The S.S. Inchulva rests about 500 feet off the south end of Delray Beach public park. Often called the Delray Wreck, the ship went down in front of the beach on Sept 11th, 1903 in a strong hurricane. The S.S. Inchulva lost helm control and was grounded as it wasn’t able to see the shoreline. The 38-person crew was not aware of how close to land they were as the captain gave orders to drop both anchors and remain on the ship. Nine crewmen lost their lives that day and the following morning the remainder of the crew almost literally walked to shore and safety…
It seems every time I am in the ocean with clients for evolv there is no shortage of learning opportunities. Experiential therapy is just what it sounds like, the chance to not just learn but learn from valuable experiences. When I took several of the clients to snorkel and paddle the shipwreck, I was not disappointed. The 117-year-old wreck was absolutely teaming with beautiful, tropical sea life. It isn’t an easy swim out and clients need to work to get there but their efforts pay off in the long run. I guided the clients around the four main areas of the wreck, the hull pieces, and the two main boiler pieces that have been sitting in place for over a hundred years. Covered in coral and sea life, the wreck was intriguing to the entire group. One client commented that he “doesn’t get to see things like this in Ohio.” We all laughed.
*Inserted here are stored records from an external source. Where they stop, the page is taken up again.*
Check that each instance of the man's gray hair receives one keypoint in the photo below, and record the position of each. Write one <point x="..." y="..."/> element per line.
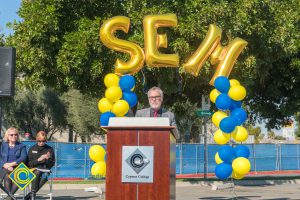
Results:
<point x="156" y="89"/>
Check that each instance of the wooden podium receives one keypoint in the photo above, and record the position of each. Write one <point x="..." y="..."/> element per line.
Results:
<point x="155" y="136"/>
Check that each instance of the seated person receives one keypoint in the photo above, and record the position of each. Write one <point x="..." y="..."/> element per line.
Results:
<point x="12" y="153"/>
<point x="40" y="157"/>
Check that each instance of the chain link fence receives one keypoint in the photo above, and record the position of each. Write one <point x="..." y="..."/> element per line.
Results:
<point x="72" y="159"/>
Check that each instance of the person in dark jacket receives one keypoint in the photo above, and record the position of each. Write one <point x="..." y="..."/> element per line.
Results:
<point x="12" y="153"/>
<point x="40" y="158"/>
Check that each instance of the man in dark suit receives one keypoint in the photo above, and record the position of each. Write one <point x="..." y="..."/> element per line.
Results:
<point x="155" y="98"/>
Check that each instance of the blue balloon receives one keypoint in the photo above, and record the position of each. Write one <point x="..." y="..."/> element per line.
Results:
<point x="242" y="151"/>
<point x="235" y="104"/>
<point x="130" y="97"/>
<point x="126" y="82"/>
<point x="222" y="84"/>
<point x="227" y="153"/>
<point x="223" y="170"/>
<point x="223" y="102"/>
<point x="104" y="118"/>
<point x="227" y="124"/>
<point x="239" y="115"/>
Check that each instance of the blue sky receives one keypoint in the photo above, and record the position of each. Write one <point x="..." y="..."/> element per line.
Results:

As we got back to the beach, I challenged the group to discuss their experience and share how this related to their personal journey and recovery. I was astounded at the insight these people had.
One client shared that he was “thinking about the wreck and how it happened.” This client earlier in the week was thinking about leaving against medical advice (AMA) from treatment and said that “this really hit him hard.” As I shared with the group the story of the shipwreck and how the captain had set both anchors and assured the crew they would be safe until dawn when the storm passes, several of the crew didn’t trust his judgment and left the ship on a lifeboat. They all perished. This client stated that he “felt like that crew and wanted to jump ship leaving treatment.” Like the crew that survived, he stayed and was walking out the doors completing the program. I am happy to report that he is still doing well (and has taken up snorkeling).
Another client shared that he was “hopeful” that his life could be like the shipwreck. He explained that what was “once a terrible tragedy is now full of life” comparing his past life in addiction to his hopes in recovery.
What evolv does is take clients that are active participants in their own recovery and allows them to take the lessons they learn while in the clinical building all week and apply them to an activity. This outing was special in so many ways and really resonated with the clients.
The take away I want to share with you is this; storms pass, anchor your recovery well and listen to those who have already survived the journey. Be active in your life and recovery and by all means, enjoy the ride.